At the end of the one-year period, the loan balance and accrued interest should be re-amortized.

Defined Benefit Plan Provisions

Delayed Minimum Requirement Contributions

For those employers that sponsor defined benefit plans, and have minimum funding requirements, due dates for any minimum required contributions for a single-employer defined benefit plan due in 2020 have been delayed until January 1, 2021.

Each minimum required contribution that’s delayed will be increased to include interest accrued during the delay period at the effective rate of interest applying in the plan year of the original due date for the contribution.

This delayed due date applies to both quarterly contributions that are due on a date during 2020 and the annual contributions with a final due date that was originally scheduled for 2020.

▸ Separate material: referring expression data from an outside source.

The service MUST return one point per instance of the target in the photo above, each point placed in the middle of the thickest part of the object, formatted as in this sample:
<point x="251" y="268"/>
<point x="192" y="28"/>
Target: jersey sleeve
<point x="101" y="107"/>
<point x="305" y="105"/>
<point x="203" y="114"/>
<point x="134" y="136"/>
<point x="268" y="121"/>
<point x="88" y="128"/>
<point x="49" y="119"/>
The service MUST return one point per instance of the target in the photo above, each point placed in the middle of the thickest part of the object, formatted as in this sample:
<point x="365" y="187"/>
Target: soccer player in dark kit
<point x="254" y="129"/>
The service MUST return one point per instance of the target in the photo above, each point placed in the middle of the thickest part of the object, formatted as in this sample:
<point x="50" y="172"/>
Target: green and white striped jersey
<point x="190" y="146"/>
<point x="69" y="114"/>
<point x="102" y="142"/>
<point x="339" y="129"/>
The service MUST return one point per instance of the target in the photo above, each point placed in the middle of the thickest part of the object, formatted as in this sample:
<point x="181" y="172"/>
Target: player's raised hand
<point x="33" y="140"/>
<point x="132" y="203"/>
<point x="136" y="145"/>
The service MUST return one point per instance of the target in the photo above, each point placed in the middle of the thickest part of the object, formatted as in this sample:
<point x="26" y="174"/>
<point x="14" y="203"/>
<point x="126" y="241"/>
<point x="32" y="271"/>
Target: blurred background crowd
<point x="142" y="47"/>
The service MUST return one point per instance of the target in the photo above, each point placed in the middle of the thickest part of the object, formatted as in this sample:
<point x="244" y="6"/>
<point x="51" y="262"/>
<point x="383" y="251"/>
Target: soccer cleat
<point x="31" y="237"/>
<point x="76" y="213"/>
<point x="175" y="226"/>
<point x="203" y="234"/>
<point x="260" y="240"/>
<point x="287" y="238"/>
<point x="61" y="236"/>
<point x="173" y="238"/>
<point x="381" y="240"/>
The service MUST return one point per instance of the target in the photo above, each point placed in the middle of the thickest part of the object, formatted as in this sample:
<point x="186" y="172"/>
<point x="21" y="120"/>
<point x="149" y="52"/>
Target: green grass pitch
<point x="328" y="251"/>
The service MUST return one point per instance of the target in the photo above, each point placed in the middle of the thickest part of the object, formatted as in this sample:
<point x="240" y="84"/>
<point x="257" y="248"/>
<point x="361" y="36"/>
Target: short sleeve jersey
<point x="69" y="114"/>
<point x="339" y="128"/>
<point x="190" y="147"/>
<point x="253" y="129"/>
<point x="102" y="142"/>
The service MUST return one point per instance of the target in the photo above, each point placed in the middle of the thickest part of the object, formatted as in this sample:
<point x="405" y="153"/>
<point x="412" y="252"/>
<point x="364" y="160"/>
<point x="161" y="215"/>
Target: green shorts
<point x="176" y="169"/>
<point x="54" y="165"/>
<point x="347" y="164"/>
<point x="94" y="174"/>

Carry Forward of Funding Target

Defined benefit plans are subject to certain restrictions if they are or become underfunded for the year.

To make this determination, a plan’s actuary reports on the plan’s funded status and their report becomes the basis for those restrictions.

Under this provision, plan sponsors can elect to treat the plan’s adjusted funding target attainment percentage for the last plan year ending before January 1, 2020 as the adjusted funding target attainment percentage for plan years that include calendar year 2020.

Additional Provisions

Plan Amendments

Plans have until at least the end of the 2022 plan year, or later as the Department of Treasury can provide, to adopt the amendments related to the CARES Act.

Expanded Department of Labor Authority

The CARES Act amends Section 518 of the Employee Retirement Income Security Act (ERISA) to provide the Department of Labor (DOL) the ability to postpone certain ERISA filing deadlines for a period of up to one year in the case of a public health emergency.

This applies to both retirement and health plans. The DOL could potentially extend the time for filing documents, such as the annual return on Form 5500. At the time of this release, the DOL hasn’t yet granted any filing extensions.